I am new to investments in stocks, what type of questions do I ask a stock broker?
I would like to invest in the stock market and would like to know what kind of questions do i ask a stock broker, what should i look for in a stock broker i definitely do not want a salesman?
- Chantal GLv 610 years agoFavorite Answer
First, find a brokerage firm in which the brokers are not paid commissions on the stocks they buy for you.
Next, discuss what your investment strategy is. Are you trying to create retirement income? Invest toward buying a house? That might deetermine what sort of investment account would be best for you--for example, an IRA or a brokerage account. Also, find out what is a realistic rate of growth, and determine what your growth goal is for your portfolio.
Next, discuss the types of stocks you are interested in. It's a good idea to diversify with regard to industry type and company size.
Plan a portfolio with your broker. During this stage, you decide what proportion of your total portfolio each of your stocks will comprise. For example, how much IBM would you want to own, versus how much Merck? To do this, you'll have to know how much loss you're willing to risk for each stock.
Before going to see a broker, you should familiarize yourself with the companies you want to invest in and have some idea of how well those companies are doing in comparison to the overall stock market. Read their prospectus reports, and then talk it over with your broker.

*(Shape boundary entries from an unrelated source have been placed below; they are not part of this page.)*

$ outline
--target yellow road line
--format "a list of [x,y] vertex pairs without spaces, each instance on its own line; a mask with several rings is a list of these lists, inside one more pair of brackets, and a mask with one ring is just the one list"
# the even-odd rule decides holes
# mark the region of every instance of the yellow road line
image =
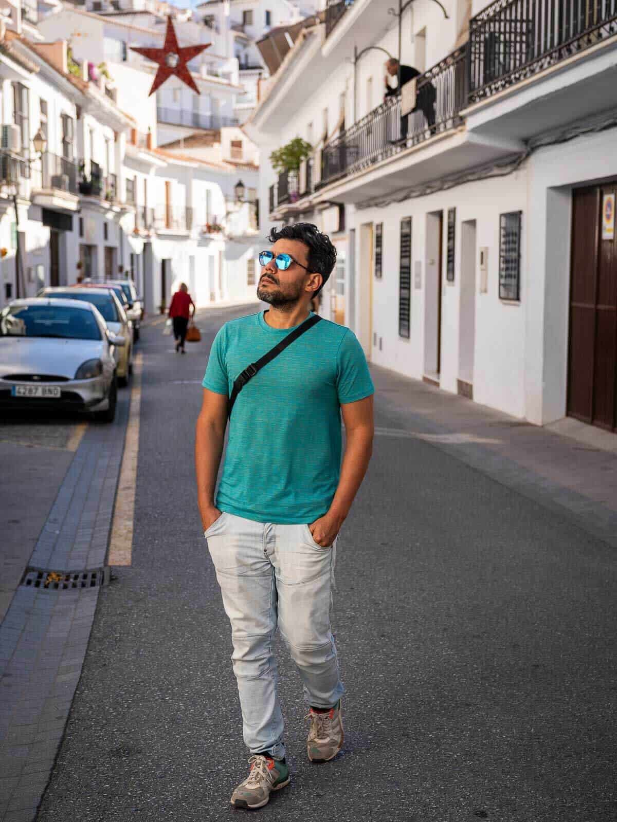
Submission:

Note--Your broker cannot teach you how to invest; you'll have to learn that elsewhere.
- squadfixLv 410 years ago
Actually, it's the stock broker who should be asking you questions. In opening account, they need to find out what your situation/preferences regarding:
- Liquidity needs
- Tax status
- Risk Tolerance
- Investment Time Horizon
- Legal Issues
- Risk and Return Expectations
Account set-up statements all have sections dealing with these issues. So these are the types of things you should be thinking about. If you invest the money, will you need to pull some out soon...like to buy a house or something? How much risk can you tolerate?
To be honest, you should probably skip the broker alltogether and just invest in an S&P 500 index fund or ETF. No broker can beat the market for you. So in the long run, just invest in the market. If you want to set aside some money to 'play' with in buying individual stocks here and there hoping for a big winner, that's fine. But you need to have a diversified portfolio to reduce risk.
You may even consider investing in fixed income (bonds) and real estate, which can be done through ETFs very cheaply. Brokers are there to make money off of your money. They charge high commissions. You basically put their kids through college. They are completely unnecessary for the long-term investor.
Like I said, just invest in some low- fee ETFs and keep it diversified.Source(s): I once worked at a brokerage house, and I'm in finance.